It's slow twitch and fast twitch fibers (not muscles).
Slow twitch fibers rely on oxygen for energy (which is why they are often referred to as oxidative fibers), while fast twitch fibers convert ADP immediately instead of ATP (or something like that, the physiology is pretty complex).
Slow twitch fibers allow for more endurance and you can train more often. Like your abs.
Fast twitch fibers are used for maximal burts of energy, like sprinting and powerlifting. Most elite powerlifters can only do 2-3 reps with 80% of their 1RM. Rowers, on the otherhand can do 25 reps with 80% of their 1RM. Both have their advantages, but more fast twitch is more useful for powerlifting.
Muscle fibers are different in every body part. Your chest could be all fast twitch and your biceps all slow twitch. As a general rule your abs, quads, forearms are more slow twitch while your triceps, lower back are more fast twitch.

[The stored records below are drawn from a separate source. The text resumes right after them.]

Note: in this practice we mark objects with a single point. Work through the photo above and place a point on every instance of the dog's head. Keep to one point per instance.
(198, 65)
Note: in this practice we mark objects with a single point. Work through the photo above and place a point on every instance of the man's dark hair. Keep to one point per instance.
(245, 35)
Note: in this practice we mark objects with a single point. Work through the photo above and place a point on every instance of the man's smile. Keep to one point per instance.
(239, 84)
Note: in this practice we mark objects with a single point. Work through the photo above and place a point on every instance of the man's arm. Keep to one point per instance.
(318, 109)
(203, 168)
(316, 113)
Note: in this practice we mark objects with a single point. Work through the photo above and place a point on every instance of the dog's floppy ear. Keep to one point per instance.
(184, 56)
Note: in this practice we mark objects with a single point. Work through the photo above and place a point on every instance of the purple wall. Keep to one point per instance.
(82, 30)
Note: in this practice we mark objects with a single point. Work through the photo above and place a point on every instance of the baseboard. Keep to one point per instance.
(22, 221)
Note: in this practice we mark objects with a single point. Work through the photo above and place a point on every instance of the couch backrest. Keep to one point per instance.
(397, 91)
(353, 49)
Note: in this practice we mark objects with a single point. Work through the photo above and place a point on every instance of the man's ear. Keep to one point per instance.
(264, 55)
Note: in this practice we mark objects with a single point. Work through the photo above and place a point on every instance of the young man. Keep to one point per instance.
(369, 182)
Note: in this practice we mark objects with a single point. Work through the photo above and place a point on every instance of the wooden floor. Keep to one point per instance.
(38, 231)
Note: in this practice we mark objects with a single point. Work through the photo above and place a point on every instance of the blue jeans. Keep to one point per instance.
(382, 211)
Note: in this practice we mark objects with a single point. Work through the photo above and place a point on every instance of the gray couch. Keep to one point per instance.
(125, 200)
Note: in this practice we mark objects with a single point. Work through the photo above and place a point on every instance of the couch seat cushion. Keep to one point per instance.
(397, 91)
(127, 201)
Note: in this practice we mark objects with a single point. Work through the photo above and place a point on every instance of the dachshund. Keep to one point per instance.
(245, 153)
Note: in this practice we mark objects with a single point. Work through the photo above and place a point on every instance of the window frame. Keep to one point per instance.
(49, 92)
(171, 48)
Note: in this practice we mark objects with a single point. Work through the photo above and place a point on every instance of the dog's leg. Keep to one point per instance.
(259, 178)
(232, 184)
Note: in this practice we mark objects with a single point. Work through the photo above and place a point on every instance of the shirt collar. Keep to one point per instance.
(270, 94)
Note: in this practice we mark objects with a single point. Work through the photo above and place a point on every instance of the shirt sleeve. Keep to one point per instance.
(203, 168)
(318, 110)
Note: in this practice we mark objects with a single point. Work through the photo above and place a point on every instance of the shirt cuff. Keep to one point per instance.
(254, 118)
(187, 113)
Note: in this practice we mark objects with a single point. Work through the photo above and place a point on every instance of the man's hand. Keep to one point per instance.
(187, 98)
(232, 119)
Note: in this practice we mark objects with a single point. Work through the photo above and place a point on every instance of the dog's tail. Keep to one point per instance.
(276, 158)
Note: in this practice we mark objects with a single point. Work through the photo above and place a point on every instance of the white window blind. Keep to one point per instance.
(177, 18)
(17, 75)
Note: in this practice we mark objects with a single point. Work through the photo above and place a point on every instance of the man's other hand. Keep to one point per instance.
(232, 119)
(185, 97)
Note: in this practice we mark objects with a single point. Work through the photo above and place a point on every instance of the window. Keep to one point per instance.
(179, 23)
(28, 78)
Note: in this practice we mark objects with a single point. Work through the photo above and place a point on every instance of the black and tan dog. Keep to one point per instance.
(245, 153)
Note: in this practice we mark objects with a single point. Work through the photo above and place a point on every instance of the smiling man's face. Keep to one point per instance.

Find out which is most predominant: Take a 1RM. Rest 10 minutes (as to avoid fatigue. Load the bar to 80% of your 1RM and Go ALL OUT. The amount of your reps determines how fast or slow twitch you are.
8 is the average. 3-4 is very fast twitch, 12+ is very slow twitch.
Hope this helps.
-Zulu
Edit: This is geneticall predetermined. For bodybuilders it may be wise to use more high reps if you're all slow twitch or vice versa. For the Powerlifter, lowe reps are still ideal.
If you're mainly slow twitch you can train more often. Take your abs for existance. You can also have shorter rests between sets (although you may take longer as you'll be panting for oxygen as explained previously).